Progress is good for us but bad for documentation

David Hurka david.hurka at mailbox.org
Mon Jun 14 13:00:42 BST 2021


Hi Frederik,

here is my report about a negative experience with existing documentation:

> So what to report? Documentation that ...
> - [...]
> - has holes in it. For example a tutorial where you suddenly think,
>    you skipped an important step.
> - you wish was there but you could not find it.

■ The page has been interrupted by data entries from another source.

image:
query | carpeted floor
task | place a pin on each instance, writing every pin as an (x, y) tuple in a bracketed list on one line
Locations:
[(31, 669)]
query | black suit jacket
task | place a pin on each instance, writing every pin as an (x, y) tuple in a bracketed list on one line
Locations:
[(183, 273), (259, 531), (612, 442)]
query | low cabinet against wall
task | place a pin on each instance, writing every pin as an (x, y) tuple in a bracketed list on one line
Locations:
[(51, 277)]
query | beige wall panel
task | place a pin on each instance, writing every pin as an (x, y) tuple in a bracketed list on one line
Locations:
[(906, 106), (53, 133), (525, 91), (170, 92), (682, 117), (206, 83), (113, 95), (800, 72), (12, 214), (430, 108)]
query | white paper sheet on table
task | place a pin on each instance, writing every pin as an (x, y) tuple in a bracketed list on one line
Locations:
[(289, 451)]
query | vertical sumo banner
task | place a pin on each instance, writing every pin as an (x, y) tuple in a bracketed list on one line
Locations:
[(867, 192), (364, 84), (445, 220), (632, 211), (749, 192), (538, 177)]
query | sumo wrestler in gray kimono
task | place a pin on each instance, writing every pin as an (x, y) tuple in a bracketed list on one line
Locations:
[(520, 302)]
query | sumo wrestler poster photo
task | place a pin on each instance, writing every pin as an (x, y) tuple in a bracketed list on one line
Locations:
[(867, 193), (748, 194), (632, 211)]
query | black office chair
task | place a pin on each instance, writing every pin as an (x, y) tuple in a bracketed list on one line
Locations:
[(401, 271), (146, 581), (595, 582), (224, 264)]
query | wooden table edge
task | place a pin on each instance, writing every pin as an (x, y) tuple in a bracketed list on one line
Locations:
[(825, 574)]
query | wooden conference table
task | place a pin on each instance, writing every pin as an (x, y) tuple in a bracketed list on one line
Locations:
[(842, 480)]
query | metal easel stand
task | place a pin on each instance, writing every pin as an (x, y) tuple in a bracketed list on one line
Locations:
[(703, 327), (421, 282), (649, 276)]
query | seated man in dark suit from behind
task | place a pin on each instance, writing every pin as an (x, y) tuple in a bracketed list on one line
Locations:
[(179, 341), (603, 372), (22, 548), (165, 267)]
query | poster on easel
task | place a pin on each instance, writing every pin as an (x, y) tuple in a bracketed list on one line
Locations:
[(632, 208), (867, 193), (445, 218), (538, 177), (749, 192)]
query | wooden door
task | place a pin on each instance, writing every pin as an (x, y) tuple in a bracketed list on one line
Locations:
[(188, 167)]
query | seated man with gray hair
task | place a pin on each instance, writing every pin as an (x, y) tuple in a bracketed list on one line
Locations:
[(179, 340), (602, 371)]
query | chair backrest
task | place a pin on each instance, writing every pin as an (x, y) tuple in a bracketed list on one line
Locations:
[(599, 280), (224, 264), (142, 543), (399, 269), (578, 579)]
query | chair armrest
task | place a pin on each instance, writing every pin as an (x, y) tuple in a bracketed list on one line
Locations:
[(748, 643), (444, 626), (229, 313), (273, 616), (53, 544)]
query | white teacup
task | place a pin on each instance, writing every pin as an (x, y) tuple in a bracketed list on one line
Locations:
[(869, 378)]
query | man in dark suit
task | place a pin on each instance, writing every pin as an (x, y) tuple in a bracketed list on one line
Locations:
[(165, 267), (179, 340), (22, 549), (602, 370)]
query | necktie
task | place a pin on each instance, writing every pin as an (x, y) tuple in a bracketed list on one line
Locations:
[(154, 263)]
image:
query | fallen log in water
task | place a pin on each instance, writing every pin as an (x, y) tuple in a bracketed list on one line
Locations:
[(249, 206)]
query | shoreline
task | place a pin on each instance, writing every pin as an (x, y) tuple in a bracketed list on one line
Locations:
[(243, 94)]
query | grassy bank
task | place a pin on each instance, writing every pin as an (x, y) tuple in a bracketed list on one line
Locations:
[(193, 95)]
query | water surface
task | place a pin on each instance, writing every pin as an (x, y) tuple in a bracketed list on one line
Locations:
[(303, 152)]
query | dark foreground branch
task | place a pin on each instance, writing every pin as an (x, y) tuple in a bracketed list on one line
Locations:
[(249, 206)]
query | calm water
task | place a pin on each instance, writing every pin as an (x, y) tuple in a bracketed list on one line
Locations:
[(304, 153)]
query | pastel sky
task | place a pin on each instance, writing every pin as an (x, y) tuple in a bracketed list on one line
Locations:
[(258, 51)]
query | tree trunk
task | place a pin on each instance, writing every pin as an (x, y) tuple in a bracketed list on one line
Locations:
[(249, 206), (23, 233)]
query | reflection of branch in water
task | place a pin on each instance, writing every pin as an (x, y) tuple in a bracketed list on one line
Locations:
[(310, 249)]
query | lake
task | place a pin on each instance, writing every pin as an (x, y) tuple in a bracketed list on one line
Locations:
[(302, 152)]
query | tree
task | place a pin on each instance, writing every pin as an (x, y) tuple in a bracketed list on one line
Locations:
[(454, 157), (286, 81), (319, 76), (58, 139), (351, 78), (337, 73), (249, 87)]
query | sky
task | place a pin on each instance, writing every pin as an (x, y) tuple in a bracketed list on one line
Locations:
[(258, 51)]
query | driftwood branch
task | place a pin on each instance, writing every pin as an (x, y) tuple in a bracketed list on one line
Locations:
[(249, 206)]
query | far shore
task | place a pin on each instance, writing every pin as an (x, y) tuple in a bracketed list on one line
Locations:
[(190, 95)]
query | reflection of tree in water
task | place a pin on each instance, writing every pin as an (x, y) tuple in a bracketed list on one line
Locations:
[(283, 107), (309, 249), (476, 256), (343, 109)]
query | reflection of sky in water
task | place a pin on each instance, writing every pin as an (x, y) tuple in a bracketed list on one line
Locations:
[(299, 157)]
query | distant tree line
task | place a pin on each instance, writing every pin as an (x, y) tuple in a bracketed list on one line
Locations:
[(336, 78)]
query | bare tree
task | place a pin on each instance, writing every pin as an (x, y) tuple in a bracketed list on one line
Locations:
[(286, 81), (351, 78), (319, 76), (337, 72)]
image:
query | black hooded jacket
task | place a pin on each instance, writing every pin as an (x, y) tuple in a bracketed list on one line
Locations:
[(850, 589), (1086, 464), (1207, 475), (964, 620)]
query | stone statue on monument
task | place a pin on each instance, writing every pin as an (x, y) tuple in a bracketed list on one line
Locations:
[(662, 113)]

When I tried to understand KXmlGui an KParts (about 15 months ago?), I felt  
left alone from the documentation.

KXmlGui:

KXmlGui explains itself as user configurable main windows (toolbars, 
shortcuts), which should be enough for an introduction. But KXmlGui docs 
didn’t give me examples how to use it. Just creating a KXmlGui main window and 
putting a KXmlGuiClient in it didn’t work as easy as setting the main widget 
of a QMainWindow. My experiment application always crashed at startup.

Here I would expect some minimal working examples.

It also misses an introduction about merging multiple KXmlGuiClients to one 
user interface.

KParts:

KParts didn’t tell me what the whole framework is good for. After reading the 
documentation, I doubted that a KPart is anything more than a KXmlGuiClient 
with another name or even a QWidget with a list of actions. Why not just 
instantiate a QWidget derived object from a library, and put that QWidget in 
my main window?

Here I would expect an introduction why I should use KParts.

Only KReadOnlyPart and KReadWritePart made some sense for me. These were able 
to provide reading and writing files through KIO just through the openUrl() 
and saveAs() methods. And Konqueror can search for a KReadOnlyPart that allows 
to open a specific document type, and use this part through a common API.